Before you start, make sure you have Python installed on your system. You can install spaCy using the following command:
Additionally, we'll need to download a spaCy model for English. You can download the default English model using the following command:
Now, let's dive into various aspects of NLP using spaCy.
Tokenization is the process of breaking down text into smaller units, typically words or phrases. SpaCy makes tokenization straightforward:
SpaCy can also perform part-of-speech tagging, assigning grammatical categories to each token:
Named Entity Recognition is the task of identifying entities (e.g., names, organizations, locations) in text:
Dependency parsing involves analyzing the grammatical structure of a sentence by identifying the relationships between words:
Now, let's extend our tutorial to process PDF documents using spaCy. To accomplish this, we'll use the PyMuPDF library to extract text from PDFs and then apply spaCy for NLP tasks.
First, install the required library:
This example demonstrates how to extract text from a PDF and apply basic NLP tasks using spaCy.
In this tutorial, we covered fundamental NLP tasks using spaCy in Python, including tokenization, part-of-speech tagging, named entity recognition, and dependency parsing. We also extended our exploration to process PDF documents, combining spaCy with the PyMuPDF library for a more comprehensive NLP workflow.
Explore spaCy's documentation (https://spacy.io/) for more advanced features and customization options. Happy coding!
ChatGPT
Natural Language Processing (NLP) is a subfield of artificial intelligence that focuses on the interaction between computers and humans using natural language. In this tutorial, we will explore NLP using Python and the spaCy library. SpaCy is a powerful and efficient library for NLP tasks, providing pre-trained models for various languages and a user-friendly API.

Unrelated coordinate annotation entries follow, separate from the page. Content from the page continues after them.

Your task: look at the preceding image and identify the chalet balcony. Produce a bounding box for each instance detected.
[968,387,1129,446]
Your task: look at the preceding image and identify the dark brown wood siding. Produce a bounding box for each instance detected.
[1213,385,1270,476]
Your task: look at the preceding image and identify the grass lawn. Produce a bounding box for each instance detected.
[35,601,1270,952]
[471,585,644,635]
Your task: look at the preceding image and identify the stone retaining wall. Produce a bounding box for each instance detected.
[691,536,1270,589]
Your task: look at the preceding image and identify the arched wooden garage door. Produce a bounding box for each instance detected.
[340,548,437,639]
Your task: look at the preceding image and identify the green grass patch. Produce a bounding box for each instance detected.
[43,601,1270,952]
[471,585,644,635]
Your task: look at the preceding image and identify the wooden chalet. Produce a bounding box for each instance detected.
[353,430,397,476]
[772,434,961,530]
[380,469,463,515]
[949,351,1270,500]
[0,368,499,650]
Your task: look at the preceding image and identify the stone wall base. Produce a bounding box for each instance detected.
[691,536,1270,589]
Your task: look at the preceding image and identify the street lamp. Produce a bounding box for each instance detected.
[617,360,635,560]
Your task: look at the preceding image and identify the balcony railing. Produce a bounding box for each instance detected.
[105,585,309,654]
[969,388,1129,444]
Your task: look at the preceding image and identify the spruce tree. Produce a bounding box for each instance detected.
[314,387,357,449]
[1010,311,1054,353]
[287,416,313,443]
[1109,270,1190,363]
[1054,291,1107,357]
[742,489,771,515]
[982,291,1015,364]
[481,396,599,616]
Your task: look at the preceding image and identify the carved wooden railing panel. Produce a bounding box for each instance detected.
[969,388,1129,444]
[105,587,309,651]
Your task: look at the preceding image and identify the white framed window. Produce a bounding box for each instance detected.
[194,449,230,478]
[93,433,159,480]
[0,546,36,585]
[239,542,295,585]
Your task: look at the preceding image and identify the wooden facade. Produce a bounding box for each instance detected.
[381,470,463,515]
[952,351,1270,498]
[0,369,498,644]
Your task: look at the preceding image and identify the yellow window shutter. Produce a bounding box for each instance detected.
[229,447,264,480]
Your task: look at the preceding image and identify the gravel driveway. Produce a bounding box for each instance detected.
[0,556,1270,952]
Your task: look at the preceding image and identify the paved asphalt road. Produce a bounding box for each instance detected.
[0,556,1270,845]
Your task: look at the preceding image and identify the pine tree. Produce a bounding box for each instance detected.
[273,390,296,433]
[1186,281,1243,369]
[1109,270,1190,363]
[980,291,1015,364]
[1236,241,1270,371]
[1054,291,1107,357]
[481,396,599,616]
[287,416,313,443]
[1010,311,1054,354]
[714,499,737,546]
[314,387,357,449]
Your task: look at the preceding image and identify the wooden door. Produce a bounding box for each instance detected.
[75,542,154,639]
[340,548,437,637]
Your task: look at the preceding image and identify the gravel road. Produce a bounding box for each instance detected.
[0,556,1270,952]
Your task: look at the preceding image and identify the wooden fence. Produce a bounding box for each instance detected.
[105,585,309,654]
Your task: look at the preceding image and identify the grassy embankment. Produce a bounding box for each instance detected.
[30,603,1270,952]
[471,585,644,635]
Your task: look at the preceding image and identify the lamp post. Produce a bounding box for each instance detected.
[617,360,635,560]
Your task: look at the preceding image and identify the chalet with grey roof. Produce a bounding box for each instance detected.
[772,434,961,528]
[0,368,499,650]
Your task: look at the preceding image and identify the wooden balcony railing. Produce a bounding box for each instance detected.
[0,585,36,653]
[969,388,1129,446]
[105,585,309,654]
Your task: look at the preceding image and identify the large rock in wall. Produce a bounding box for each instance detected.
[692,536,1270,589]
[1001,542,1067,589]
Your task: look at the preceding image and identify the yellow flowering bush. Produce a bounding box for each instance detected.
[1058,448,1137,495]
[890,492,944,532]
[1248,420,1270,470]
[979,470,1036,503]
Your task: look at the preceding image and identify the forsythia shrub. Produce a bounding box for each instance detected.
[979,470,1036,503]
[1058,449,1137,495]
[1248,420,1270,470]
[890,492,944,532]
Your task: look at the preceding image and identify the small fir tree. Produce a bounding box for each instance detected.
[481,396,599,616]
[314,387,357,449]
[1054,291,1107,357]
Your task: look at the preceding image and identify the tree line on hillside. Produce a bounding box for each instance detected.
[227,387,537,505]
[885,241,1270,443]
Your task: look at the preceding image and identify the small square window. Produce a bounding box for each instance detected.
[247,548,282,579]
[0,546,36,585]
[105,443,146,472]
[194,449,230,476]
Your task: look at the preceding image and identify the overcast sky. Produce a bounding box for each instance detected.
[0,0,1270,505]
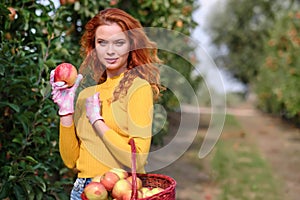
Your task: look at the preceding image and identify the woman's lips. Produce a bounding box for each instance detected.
[105,58,118,64]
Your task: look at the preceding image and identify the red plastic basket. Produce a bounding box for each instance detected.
[81,139,176,200]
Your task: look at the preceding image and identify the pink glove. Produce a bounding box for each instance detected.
[85,92,103,125]
[50,70,82,116]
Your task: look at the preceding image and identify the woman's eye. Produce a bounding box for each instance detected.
[115,41,125,47]
[98,40,107,46]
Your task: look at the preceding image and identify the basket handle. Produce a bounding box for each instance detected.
[129,138,138,200]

Before you start, make sure you have Python installed on your system. You can install spaCy using the following command:
Additionally, we'll need to download a spaCy model for English. You can download the default English model using the following command:
Now, let's dive into various aspects of NLP using spaCy.
Tokenization is the process of breaking down text into smaller units, typically words or phrases. SpaCy makes tokenization straightforward:
SpaCy can also perform part-of-speech tagging, assigning grammatical categories to each token:
Named Entity Recognition is the task of identifying entities (e.g., names, organizations, locations) in text:
Dependency parsing involves analyzing the grammatical structure of a sentence by identifying the relationships between words:
Now, let's extend our tutorial to process PDF documents using spaCy. To accomplish this, we'll use the PyMuPDF library to extract text from PDFs and then apply spaCy for NLP tasks.
First, install the required library:
This example demonstrates how to extract text from a PDF and apply basic NLP tasks using spaCy.
In this tutorial, we covered fundamental NLP tasks using spaCy in Python, including tokenization, part-of-speech tagging, named entity recognition, and dependency parsing. We also extended our exploration to process PDF documents, combining spaCy with the PyMuPDF library for a more comprehensive NLP workflow.
Explore spaCy's documentation (https://spacy.io/) for more advanced features and customization options. Happy coding!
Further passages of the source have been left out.